Eschine, enfant de la fortune & de la politique, est un de ces hommes rares qui paroissent sur la scene comme par une espece d’enchantement. La poussiere de l’école & du greffe, le théâtre, la tribune, la Grece, la Macédoine, lui virent jouer tour-à-tour différens rôles. Maître d’école, greffier, acteur, ministre, sa vie fut un tissu d’aventures ; sa vieillesse ne fut pas moins singuliere : il se fit philosophe, mais philosophe souple, adroit, ingénieux, délicat, enjoué. Il charma plus d’une fois ses compatriotes, & fut admiré & estimé de Philippe. L’obscurité de sa naissance, l’amour des richesses & de la gloire piquerent son ambition, & ses malheurs n’altererent jamais les charmes & les graces de son esprit, il l’avoit extrèmement beau.

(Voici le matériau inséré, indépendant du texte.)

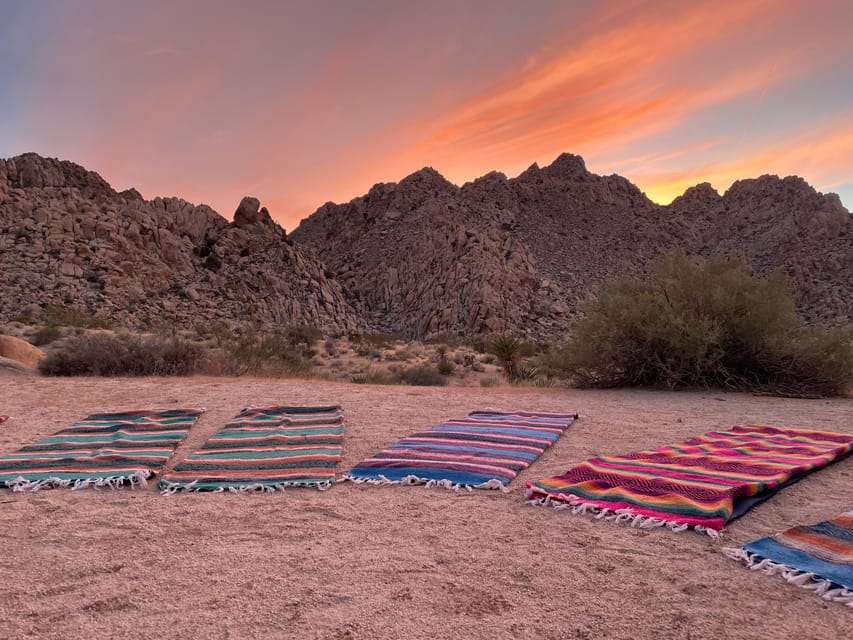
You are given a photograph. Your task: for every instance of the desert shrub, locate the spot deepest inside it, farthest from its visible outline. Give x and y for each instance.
(303, 335)
(106, 354)
(707, 322)
(371, 376)
(422, 377)
(376, 340)
(255, 351)
(46, 335)
(64, 316)
(448, 339)
(445, 366)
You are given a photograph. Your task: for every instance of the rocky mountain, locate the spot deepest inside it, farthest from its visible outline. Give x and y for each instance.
(66, 237)
(500, 254)
(422, 256)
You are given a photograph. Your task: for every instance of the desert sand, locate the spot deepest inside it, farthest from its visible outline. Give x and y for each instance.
(361, 562)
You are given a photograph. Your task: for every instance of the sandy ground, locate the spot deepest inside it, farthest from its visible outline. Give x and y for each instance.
(361, 562)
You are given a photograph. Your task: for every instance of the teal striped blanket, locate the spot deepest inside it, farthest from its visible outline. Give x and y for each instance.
(817, 557)
(104, 450)
(263, 450)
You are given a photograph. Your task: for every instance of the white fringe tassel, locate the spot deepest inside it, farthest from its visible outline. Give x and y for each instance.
(803, 579)
(169, 488)
(428, 483)
(619, 516)
(137, 478)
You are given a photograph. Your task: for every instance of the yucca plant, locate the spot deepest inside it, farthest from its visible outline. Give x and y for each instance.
(507, 350)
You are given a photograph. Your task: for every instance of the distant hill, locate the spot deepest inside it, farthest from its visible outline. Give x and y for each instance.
(421, 256)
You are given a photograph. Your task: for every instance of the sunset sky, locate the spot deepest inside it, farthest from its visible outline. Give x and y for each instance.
(303, 102)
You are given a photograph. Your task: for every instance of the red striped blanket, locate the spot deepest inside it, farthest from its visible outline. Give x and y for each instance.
(703, 482)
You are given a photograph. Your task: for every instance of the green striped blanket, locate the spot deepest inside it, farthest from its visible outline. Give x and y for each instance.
(264, 450)
(104, 450)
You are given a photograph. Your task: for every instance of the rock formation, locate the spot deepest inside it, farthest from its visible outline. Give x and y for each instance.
(518, 254)
(421, 256)
(66, 237)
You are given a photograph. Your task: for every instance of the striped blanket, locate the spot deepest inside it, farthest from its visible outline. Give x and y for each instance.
(484, 450)
(817, 557)
(104, 450)
(703, 482)
(264, 450)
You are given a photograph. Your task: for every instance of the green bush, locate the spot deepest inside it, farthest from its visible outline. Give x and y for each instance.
(378, 376)
(423, 377)
(105, 354)
(46, 335)
(64, 316)
(701, 322)
(253, 351)
(445, 367)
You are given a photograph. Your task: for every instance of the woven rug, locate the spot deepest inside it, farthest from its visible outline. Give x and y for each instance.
(817, 557)
(703, 482)
(265, 449)
(104, 450)
(484, 450)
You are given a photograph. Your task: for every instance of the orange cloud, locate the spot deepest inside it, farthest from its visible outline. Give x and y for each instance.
(575, 96)
(823, 157)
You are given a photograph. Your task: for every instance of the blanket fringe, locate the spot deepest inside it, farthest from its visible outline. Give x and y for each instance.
(429, 483)
(618, 516)
(137, 478)
(170, 488)
(822, 587)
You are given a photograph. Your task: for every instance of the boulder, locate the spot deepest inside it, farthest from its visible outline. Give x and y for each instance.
(20, 351)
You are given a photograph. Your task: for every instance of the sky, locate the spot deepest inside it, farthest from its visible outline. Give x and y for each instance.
(303, 102)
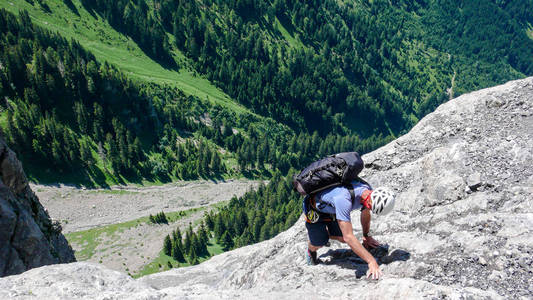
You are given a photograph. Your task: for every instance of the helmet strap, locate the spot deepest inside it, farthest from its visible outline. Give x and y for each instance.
(366, 200)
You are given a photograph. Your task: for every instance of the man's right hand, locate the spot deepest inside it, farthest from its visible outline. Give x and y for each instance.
(373, 270)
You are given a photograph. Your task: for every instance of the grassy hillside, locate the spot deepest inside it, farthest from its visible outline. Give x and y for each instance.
(164, 90)
(93, 32)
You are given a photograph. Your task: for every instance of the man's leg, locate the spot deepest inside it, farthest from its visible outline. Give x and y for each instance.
(335, 232)
(318, 237)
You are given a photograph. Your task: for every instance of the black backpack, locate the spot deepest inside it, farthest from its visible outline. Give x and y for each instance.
(335, 170)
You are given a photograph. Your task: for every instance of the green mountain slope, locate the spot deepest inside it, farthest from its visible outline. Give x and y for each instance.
(307, 78)
(73, 21)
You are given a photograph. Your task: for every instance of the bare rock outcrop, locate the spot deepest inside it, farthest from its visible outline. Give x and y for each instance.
(28, 238)
(462, 227)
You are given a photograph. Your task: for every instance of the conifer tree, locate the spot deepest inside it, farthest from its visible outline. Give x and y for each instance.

Une heureuse facilité que la nature seule peut donner, regne par-tout dans ses écrits ; l’art & le travail ne s’y font point sentir. Il est brillant & solide ; sa diction ornée des plus nobles & des plus magnifiques figures, est assaisonnée des traits les plus vifs & les plus piquans. La finesse de l’art ne se fait pas tant admirer en lui que la beauté du génie. Le sublime qui regne dans ses harangues n’altere point le naturel. Son style simple & net n’a rien de lâche ni de languissant, rien de resserré ni de contraint. Ses figures sortent du sujet sans être forcées par l’effort de la réflexion. Son langage châtié, pur, élégant, a toute la douceur du langage populaire. Il s’éleve sans se guinder ; il s’abaisse sans s’avilir ni se dégrader.

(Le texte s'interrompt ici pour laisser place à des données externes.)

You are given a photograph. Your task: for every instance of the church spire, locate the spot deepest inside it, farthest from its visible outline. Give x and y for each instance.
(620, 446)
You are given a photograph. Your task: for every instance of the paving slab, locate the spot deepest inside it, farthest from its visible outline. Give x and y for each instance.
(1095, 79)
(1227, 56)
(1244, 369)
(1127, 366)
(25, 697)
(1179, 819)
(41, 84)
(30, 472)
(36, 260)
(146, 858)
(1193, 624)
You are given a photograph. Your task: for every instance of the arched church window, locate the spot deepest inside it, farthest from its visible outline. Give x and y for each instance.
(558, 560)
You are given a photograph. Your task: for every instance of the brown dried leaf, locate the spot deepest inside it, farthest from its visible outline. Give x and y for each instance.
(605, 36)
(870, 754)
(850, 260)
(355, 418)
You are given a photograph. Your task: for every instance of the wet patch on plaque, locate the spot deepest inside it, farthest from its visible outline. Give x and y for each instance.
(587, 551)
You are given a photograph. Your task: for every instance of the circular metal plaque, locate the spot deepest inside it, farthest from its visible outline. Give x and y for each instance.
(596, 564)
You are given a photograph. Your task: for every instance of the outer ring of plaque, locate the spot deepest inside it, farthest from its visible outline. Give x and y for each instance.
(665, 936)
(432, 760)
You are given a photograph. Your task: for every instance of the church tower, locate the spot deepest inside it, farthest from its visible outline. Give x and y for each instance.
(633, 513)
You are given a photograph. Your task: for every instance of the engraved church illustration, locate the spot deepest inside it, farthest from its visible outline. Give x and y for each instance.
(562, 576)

Une voix sonore & éclatante, une déclamation brillante, des manieres aimables & polies, un air libre & aisé, une capacité profonde, une étude réfléchie des lois, une pénétration étendue lui concilierent les suffrages des tribus assemblées, & l’admiration des connoisseurs. Par tous ces talens que la nature lui prodigua, que son génie sut merveilleusement cultiver, le fils d’Atromete devint le digne rival de Démosthène, & le compagnon des rois.

Démosthène, le premier des orateurs grecs, mérite bien de nous arrêter quelque tems. Il naquit à Athènes 381 ans avant Jesus-Christ. Il fut disciple d’Isocrate, de Platon, & d’Isée, & fit sous ce grand maître de tels progrès, qu’à l’âge de dix-sept ans il plaida contre ses tuteurs, & les fit condamner à lui payer trente talens qu’il leur remit.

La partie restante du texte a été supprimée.